Обе кузины изощрялись в шутках. Гортензия смеялась, но натянутым смехом, потому что ее охватила любовь, которая знакома всем юным девушкам, — любовь к неизвестному, любовь смутная, когда мысли порою кружат вокруг случайно возникшего образа, как оседают снежинки на соломинках, прибитых ветром к оконному стеклу, расцвечивая его затейливым узором. В течение десяти месяцев она создавала в своем воображении живой образ фантастического возлюбленного кузины, в существование которого она не верила, ибо, как и мать, думала, что Бетта осудила себя на вечное безбрачие; и вот в одну неделю призрак превратился в графа Венцеслава Стейнбока, мечта воплотилась, туман принял реальный облик молодого человека тридцати лет. Печатка, которую она держала в руке, стала своего рода светозарным благовещанием гения и обрела силу талисмана. Гортензия чувствовала себя такой счастливой, что уже начинала бояться, как бы эта сказка не оказалась правдой; кровь в ней забродила, она хохотала, как безумная, желая ввести в заблуждение кузину.
— Послушай, мне кажется, дверь в гостиную открыта, — сказала кузина Бетта. — Пойдем поглядим, не ушел ли господин Кревель.
— Мама последние два дня что-то очень грустна. Видимо, брак, о котором шла речь, расстроился...
— Полно! Все еще может наладиться. Речь идет (могу тебе это сказать) об одном советнике кассационного суда. Желала бы ты стать супругой председателя судебной палаты? Ладно, если все зависит от господина Кревеля, он непременно что-нибудь да расскажет мне, и завтра я буду знать, есть ли надежда...
— Кузина, оставь мне печатку, — попросила Гортензия. — Я ее никому не покажу... Мамино рождение будет через месяц, я верну тебе с утра...
— Нет, отдай мне ее... Нужно еще сделать футляр.
— Но я хочу ее показать папе, и, когда он обратится к министру, у него, по крайней мере, будет представление о художнике: ведь знатоки не должны срамиться, — сказала Гортензия.

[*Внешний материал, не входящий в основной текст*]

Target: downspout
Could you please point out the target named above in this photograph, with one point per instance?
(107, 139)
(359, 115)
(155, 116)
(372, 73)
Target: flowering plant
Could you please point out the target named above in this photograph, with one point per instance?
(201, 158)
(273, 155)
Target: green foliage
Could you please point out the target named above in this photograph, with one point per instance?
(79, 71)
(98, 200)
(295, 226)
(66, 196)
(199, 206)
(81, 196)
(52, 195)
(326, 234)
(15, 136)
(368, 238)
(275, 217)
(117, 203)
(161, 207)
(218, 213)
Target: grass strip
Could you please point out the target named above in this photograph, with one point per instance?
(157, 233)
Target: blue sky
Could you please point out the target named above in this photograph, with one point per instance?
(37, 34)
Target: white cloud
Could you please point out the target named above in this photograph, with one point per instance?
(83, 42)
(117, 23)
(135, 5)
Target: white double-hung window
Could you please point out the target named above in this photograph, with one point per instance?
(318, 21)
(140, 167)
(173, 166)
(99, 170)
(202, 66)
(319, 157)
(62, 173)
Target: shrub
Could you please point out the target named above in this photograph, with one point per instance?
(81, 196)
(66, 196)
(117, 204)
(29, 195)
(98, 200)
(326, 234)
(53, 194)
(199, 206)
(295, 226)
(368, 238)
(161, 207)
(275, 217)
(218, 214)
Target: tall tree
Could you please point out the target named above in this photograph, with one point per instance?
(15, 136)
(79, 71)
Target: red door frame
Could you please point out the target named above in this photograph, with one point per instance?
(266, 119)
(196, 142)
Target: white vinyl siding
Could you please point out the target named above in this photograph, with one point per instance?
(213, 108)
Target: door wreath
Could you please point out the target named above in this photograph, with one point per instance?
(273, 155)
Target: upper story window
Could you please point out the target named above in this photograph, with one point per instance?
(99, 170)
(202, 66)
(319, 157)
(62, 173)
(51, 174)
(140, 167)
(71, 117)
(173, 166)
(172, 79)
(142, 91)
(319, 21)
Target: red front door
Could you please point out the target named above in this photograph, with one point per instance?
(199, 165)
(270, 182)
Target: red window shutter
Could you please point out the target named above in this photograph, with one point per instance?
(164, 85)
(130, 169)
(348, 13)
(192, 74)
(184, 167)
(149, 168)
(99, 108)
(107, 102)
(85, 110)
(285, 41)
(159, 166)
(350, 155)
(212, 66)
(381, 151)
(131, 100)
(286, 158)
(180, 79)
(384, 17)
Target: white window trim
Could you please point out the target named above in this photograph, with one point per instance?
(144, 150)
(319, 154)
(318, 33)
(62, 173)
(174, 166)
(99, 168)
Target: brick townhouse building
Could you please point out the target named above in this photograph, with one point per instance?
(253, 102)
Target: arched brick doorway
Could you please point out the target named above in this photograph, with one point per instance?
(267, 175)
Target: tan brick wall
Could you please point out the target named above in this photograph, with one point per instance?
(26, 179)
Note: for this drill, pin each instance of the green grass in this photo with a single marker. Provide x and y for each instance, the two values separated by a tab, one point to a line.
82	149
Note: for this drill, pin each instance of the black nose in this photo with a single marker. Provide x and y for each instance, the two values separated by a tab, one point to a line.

— Ну, хорошо! Об одном только тебя прошу: не показывай печатку матери. Если Аделина узнает о моем возлюбленном, она станет смеяться надо мной.
— Обещаю.
Кузины подошли к двери будуара, и как раз в эту минуту баронесса лишилась чувств. Но достаточно было дочери вскрикнуть, чтобы мать пришла в себя. Бетта побежала за нюхательной солью и, воротившись, уже застала их в объятиях друг у друга: мать успокаивала Гортензию, говоря:
— Ничего, ничего, просто нервы... А вот и отец, — прибавила она, узнав звонок барона. — Не говори ему...
Аделина встала, пошла навстречу мужу, решив сразу же, еще до обеда, пройти с ним в сад и рассказать о том, что предполагаемый брак расстроился, услышать его мнение относительно будущего и попытаться дать ему несколько добрых советов.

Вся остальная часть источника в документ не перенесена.